KEY POINTS:
Former All Black Doug Rollerson and ex-Kiwi league captain Hugh McGahan used an elaborate scheme of invoices and accounts to defraud sports organisations out of charity money, an Auckland court has heard.
A depositions hearing for Rollerson, McGahan, Touch New Zealand former chief executive, Dick Arnott, and former employee, Geoffrey Alan Thompson, began in the Auckland District Court today.
The fifth accused is a woman who has name suppression.
The group is accused of supplying Touch New Zealand, the North Harbour Rugby Union and Team Harbour Limited with false invoices.
Last week former rugby league star Brent Todd admitted four fraud charges, three days before he was due to face a depositions hearing.
Todd, who played 28 tests for the Kiwis between 1985 and 1993, admitted the charges when he appeared in Auckland District Court on Friday.
Another accused, Stanley Malik Champalal Wijeyaratne, also pleaded guilty to four charges, both men will be sentenced next month.

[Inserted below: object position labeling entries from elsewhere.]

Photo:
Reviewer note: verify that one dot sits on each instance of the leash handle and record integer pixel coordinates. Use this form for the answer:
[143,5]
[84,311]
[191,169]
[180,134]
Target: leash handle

Today Serious Fraud Office forensic accountant Clive Hudson produced several flow charts to show the "merry-go-round" of false invoices, the group are alleged to have used to procure the funds.
One spreadsheet found on McGahan's laptop computer, showing details of the grants, had 19 versions, Mr Hudson said.
Rollerson's lawyer, John Haigh, QC, asked whether the practice among some sporting organisations of paying kickbacks to hotels they received gaming machine proceeds from was common.
Mr Hudson said he knew of the practice but said the charges against the accused were more connected to false invoicing.
The Serious Fraud Office said it had 83 witnesses but would call between five and eight to give evidence.
The hearing is expected to last four weeks.